Certes, nous savons que les techniques d’influence des masses ont été longuement éprouvées et sont maintenant au faîte de leur efficacité. Ainsi, derrière l’« ouverture » des politiques aux « revendications » des manifestants pour le climat(1), il n’y a qu’une tactique de récupération visant à annexer une contestation populaire à un projet clé sur porte pensé sans le peuple dans les hautes sphères du pouvoir capitaliste. La brèche politico-médiatique veut tracer le sillon du peuple vers le grand piège de la « transition énergétique » que capitaines d’industrie, politiciens et médias s’emploient d’ores et déjà à nous vendre comme le futur vert(2). De fait, s’il est heureux que parmi les manifestants du climat, certains réaliseront vite le subterfuge, il est à souhaiter qu’ils soient assez nombreux, mais, surtout, que s’articule la lutte climatique à celle pour une vie décente, soit gilets vert et gilets jaunes réunis.

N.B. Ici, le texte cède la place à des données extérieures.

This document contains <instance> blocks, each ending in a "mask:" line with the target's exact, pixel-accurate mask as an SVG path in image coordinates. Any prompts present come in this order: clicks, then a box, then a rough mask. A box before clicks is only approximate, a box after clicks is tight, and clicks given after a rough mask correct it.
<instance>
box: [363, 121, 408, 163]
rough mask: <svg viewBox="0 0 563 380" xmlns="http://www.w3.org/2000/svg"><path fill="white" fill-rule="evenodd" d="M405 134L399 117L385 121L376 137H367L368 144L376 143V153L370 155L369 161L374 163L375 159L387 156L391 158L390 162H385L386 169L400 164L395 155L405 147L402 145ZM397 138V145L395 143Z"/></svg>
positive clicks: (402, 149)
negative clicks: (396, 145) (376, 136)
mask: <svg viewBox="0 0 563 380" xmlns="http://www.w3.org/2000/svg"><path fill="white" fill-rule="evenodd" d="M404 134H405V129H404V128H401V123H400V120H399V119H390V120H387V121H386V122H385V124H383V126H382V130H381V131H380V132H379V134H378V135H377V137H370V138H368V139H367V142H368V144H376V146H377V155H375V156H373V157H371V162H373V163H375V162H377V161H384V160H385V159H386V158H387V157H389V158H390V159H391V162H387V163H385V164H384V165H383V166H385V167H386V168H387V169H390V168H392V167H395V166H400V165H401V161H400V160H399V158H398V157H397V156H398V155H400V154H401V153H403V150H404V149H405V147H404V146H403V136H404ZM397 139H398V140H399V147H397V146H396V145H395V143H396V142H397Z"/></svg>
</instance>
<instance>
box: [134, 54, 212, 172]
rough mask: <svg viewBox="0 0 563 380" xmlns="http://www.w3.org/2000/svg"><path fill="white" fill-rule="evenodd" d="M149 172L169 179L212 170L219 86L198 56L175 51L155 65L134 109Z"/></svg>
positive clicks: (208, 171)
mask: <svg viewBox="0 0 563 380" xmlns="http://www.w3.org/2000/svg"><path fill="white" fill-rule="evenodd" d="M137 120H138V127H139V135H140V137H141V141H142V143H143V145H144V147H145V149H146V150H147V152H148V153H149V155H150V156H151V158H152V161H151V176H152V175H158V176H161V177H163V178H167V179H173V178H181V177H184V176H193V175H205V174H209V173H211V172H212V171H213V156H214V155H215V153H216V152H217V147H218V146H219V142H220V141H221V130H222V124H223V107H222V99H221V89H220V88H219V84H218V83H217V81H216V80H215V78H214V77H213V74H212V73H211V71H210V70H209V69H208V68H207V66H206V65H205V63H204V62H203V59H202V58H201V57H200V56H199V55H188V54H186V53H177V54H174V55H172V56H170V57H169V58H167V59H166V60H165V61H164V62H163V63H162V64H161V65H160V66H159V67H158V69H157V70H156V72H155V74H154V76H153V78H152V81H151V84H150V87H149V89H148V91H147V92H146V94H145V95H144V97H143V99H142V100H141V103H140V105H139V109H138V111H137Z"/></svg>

Non pas ce rouge teinté de verre où l’on se focalise sur la question de la répartition pour mieux éluder celle de la production, mais une posture courageuse qui prenant acte de l’état des lieux garantisse une politique écologique et humaine véritable. Point unifié de lutte contre l’exploitation de la Terre et de l’Homme, cette convergence ne pourra aboutir qu’au constat que la solution est dans le changement radical de nos modes de vie, dont la réduction de la production, et subséquemment de la consommation, est le principe fondamental. 

L’œuvre est gigantesque, immensité dont le tournis qu’elle génère en nous provient de ce paradoxe d’une perspective à la fois crédible mais grandement improbable, tant nous sommes déjà avancés dans le chaos. Nous entendons évidemment déjà les cris outrés de ceux qui nous réduisent à d’uniques pourfendeurs de l’espoir. Comme eux pourtant, nous souhaitons vivement le changement, mais notre volonté optimiste ne doit pas occulter tout ce qui empêche qu’ait lieu la révolution que nous appelons de nos vœux. L’unisson des appels climatiques, repris par les stars françaises dans leur dernière supplique (cf. « L’affaire du siècle »), contraste avec le silence sur les responsabilités du système capitaliste et les êtres qu’il a produits, dont le monde de la jet set et du Festival de Cannes est le parfait représentant. Il ne s’agit pas d’être pessimiste, négatif, décourageant. Au contraire, il convient d’identifier les forces antagonistes, les points de friction, les contradictions qui non dépassées restreindront les capacités d’action. Il ne s’agit en effet pas d’acquiescer et de dire « c’est déjà ça ! », car ce peu ne signifie pas d’emblée qu’on va dans le bon sens. Au contraire, ces petits pas vidés de toute critique contre une société de consommation, du spectacle, du toujours plus, ne participeront pas du changement, mais présagent très certainement le dévoiement d’aspirations légitimes vers des projets prépensés par les élites technocrates dont le but (faire toujours plus d’argent) et les effets (destruction de la Terre et des êtres vivants) seront les mêmes. Le mythe de la transition énergétique et numérique en offre l’exemple parfait, pensé par les élites pour assurer la continuité du capitalisme.

Ce que nous essayons de dire, c’est que certains espoirs sont désespérants, fruits d’illusions bâties sur une certaine ignorance des rapports de force, et que nous trouverions bien plus grisant « ce désespoir surmonté » qu’évoquait François Partant. Seul lui sans doute, pourra donner quelque chose.

Alexandre Penasse

Notes et références
  1. L’hypermédiatisation d’un véritable opposant au système dominant étant impossible (car lui étant contradictoire), ceux qui passent sont toujours indirectement ou directement, volontairement ou malgré eux, au service de l’ordre dominant. Voir « Quelques remarques sur Greta Thunberg et Extinction Rebellion », Nicolas Casaux, partage-le.com.
  2. Le Pacte national d’investissements stratégiques, préparé par des chefs d’entreprise et mis en œuvre par les politiciens, en est un exemple parfait.